Home remodeling projects disrupt your family’s routine for months and have the potential to cause a great deal of stress and anxiety. When the remodeling involves only an addition to the existing house, it is possible for life to go on fairly normally despite the dust barriers and some noise. But most remodeling projects involve a major invasion of existing space. There is only so much a family can do to cope with the chaos of a renovation project, especially if the project shuts down major sections of the home for long periods of time. Preparing for the new tensions and altered living conditions should be a priority.



Quality communication is the prevention and cure for many of the remodeling headaches you’ll encounter. Talk early and often with your contractor; understand the timeline upfront and be prepared for delays. Supplies are often delivered behind schedule, and custom orders can take months to arrive. Weather and labor issues will also interfere with progress. Because your contractor might be working on multiple projects simultaneously, problems at other job sites could pause work on your remodel. Home renovations almost always take more time than you expect. Staying in contact with your contractor will keep you in the loop—and allow you to keep your family in the loop.

Be prepared for things to cost more than you initially expected. The larger the project, the higher the potential for unforeseen expenses. You could also change your mind about the design or materials during the construction phase; if you decide to go through with changes, costs typically increase. Keep in close touch with your contractor for revised estimates. Small increases add up and will result in sticker shock if you haven’t kept yourself up to date.



For multiroom, major remodeling projects, you are faced with a decision about packing up or toughing it out in the construction zone. It is possible to have your entire home remodeled and remain a full-time resident; you’ll just need to remodel one section at a time and muster over a year’s worth of extra patience. Renting another residence or staying with relatives are other options. These options come with their own stresses; however, they provide you with a respite from the chaos.

Even smaller remodeling projects may be most easily survived by relocation. Two areas in particular—the kitchen and bathroom—are difficult to give up for very long. The hassle of living without these rooms may justify the financial burden of temporarily moving. For those committed to sticking it out during a kitchen or bathroom remodel, here are some tips to ease the stress.



If possible, work with your contractor to keep certain areas of your kitchen available while construction is underway. Maintaining access to your refrigerator, for example, makes things much easier. But whether or not you’ll be able to use parts of your kitchen during the renovation, you will need to move most things out.
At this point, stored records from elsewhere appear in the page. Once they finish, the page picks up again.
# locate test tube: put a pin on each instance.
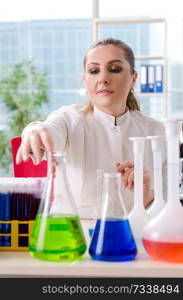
(138, 217)
(158, 203)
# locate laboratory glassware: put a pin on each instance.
(57, 234)
(163, 235)
(112, 239)
(138, 217)
(159, 202)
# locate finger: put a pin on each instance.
(19, 157)
(126, 175)
(130, 184)
(46, 140)
(122, 166)
(36, 145)
(24, 150)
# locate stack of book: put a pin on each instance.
(151, 78)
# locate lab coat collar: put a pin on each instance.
(103, 117)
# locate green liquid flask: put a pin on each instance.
(57, 234)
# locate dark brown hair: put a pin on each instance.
(132, 102)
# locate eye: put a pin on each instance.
(115, 69)
(93, 71)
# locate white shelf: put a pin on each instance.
(149, 94)
(17, 264)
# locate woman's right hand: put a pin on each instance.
(35, 142)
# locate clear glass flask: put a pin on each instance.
(138, 216)
(112, 239)
(163, 235)
(57, 234)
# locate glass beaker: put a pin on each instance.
(112, 239)
(57, 234)
(163, 235)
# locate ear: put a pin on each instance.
(134, 79)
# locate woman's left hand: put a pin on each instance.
(126, 168)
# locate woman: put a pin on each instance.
(96, 136)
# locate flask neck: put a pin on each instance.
(112, 205)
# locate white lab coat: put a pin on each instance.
(92, 141)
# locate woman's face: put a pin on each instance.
(108, 78)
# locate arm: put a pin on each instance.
(40, 137)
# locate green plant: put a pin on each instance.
(23, 90)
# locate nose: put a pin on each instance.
(103, 78)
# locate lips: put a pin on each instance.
(104, 92)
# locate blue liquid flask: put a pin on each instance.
(112, 239)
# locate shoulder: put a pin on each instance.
(68, 116)
(146, 121)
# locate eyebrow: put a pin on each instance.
(110, 62)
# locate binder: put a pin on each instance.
(151, 78)
(143, 79)
(159, 78)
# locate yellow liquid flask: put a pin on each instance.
(112, 239)
(57, 234)
(163, 235)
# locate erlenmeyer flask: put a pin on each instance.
(138, 217)
(163, 235)
(112, 238)
(57, 234)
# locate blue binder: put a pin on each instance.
(151, 78)
(159, 78)
(143, 79)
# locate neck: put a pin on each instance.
(113, 112)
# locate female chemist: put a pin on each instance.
(96, 135)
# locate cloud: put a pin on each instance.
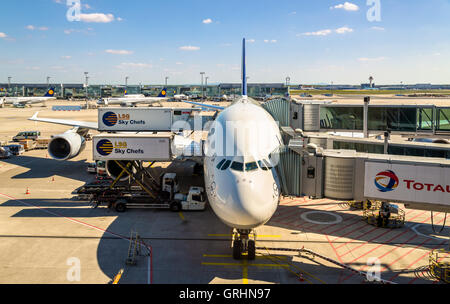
(376, 59)
(119, 52)
(189, 48)
(134, 65)
(344, 30)
(347, 6)
(326, 32)
(318, 33)
(97, 18)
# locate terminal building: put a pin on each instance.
(103, 91)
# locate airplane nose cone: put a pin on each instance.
(253, 206)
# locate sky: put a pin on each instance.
(312, 42)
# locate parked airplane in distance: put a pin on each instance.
(132, 100)
(22, 101)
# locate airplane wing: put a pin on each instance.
(72, 123)
(205, 105)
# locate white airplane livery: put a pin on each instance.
(239, 165)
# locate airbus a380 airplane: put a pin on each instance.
(133, 100)
(28, 100)
(241, 182)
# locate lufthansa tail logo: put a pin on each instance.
(105, 147)
(110, 119)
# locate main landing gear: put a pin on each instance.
(244, 244)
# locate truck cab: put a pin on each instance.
(169, 183)
(194, 200)
(33, 135)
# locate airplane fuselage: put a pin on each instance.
(242, 186)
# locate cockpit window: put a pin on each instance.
(268, 165)
(220, 164)
(251, 166)
(226, 165)
(237, 166)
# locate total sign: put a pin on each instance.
(407, 183)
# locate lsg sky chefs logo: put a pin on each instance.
(110, 119)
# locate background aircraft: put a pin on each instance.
(133, 100)
(22, 101)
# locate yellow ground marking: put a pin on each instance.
(228, 235)
(229, 256)
(272, 257)
(242, 264)
(181, 216)
(118, 277)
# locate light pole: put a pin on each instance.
(9, 84)
(202, 74)
(87, 83)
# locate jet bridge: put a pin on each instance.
(346, 175)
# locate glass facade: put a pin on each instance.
(443, 119)
(393, 149)
(400, 119)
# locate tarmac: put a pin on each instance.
(48, 237)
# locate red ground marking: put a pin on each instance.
(419, 259)
(350, 232)
(362, 245)
(381, 245)
(288, 223)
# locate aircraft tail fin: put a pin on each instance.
(244, 70)
(163, 93)
(50, 92)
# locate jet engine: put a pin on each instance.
(66, 146)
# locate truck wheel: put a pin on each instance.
(120, 206)
(175, 207)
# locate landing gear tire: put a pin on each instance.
(237, 250)
(251, 250)
(175, 207)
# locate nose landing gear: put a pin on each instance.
(244, 244)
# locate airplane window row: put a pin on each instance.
(238, 166)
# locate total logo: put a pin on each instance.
(386, 181)
(110, 119)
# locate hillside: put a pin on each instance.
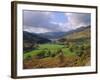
(30, 40)
(52, 35)
(82, 33)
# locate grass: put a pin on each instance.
(52, 47)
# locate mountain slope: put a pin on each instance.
(82, 33)
(52, 35)
(31, 40)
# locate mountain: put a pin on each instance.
(79, 34)
(58, 35)
(31, 40)
(82, 32)
(52, 35)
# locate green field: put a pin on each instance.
(52, 47)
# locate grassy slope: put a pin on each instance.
(83, 34)
(52, 47)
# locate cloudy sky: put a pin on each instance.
(43, 21)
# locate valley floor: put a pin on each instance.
(52, 62)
Find a space—preferably with a working sink nearby—to set up a temporary kitchen. When you empty your cabinets, keep a place setting for each member of your family and box the remaining dishes. Take small appliances from your existing kitchen and set them up on a table in your temporary kitchen.

Use the temporary sink to wash dishes, being careful that food doesn’t clog the pipes. Plan meals ahead, perhaps by preparing several days’ worth in advance and storing them in a freezer. If your main refrigerator is unavailable, buy or borrow a small one. If the weather is pleasant, rely on your outdoor grille as a cooking appliance. And of course, restaurants are an ever-available alternative to cooking for yourself.



As with a kitchen remodel, a bathroom remodel can be made easier if the bathroom can remain partially functional for as long as possible. However, also like a kitchen remodel, renovating your bathroom will typically require a window of complete inhabitability. Plan ahead by designating another sink in the house as a bathroom sink stand-in. If you have no other bathrooms in your home, you might need to rent a portable toilet and find another place (like a gym) to shower. Clearly it may be worth the expense to find other accommodations during the time when your bathroom is totally out of commission.


Keep the End in Mind

Keeping in mind the finished product and tracking the project’s progress help you keep things in perspective. Be flexible, and be honest with yourself about whether you have the patience to live in your home while it is being remodeled. Even if you choose to stay, be sure to get out on a regular basis. Find peace in places outside your home while construction is underway.